Series creator Ryan Murphy also commented about McDermott's therapy scene, "As soon as we wrote this scene, I said, 'Couldn't Dylan play this part? Does he look enough like Zach[ary Quinto] and Sarah [Paulson]?' And we all held up pictures in the writer's room. We wrote one scene and I offered it to him so that was a happy accident. And then Brooke Smith just auditioned [for the therapist] and that was a happy accident. I do think it came together in a weird tribute to many things but that was all by accident."

==Reception==
"The Coat Hanger" was watched by 2.22 million viewers and received an adult 18-49 rating of 1.3, down from the past two weeks' episodes.

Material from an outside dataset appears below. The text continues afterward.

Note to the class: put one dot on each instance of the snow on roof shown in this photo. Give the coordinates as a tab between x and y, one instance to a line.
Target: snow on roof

Rotten Tomatoes reports a 100% approval rating, based on 16 reviews. The critical consensus reads, ""The Coat Hanger" boasts controversial themes, effective scares, well-played justification of the illogical, and noteworthy performances all around." Matt Fowler of IGN thought "The Coat Hanger" was "a bit busy; focusing in on all the characters and most of the storylines", but added, "It also revved up the story a bit and gave us all some tough meat to chew on over the break." Emily VanDerWerff of The A.V. Club stated, "It's kind of depressing that at this point in the show's run, an episode... is run of the mill, but that's the point we've reached with American Horror Story, and I'm not sure I'd have it any other way."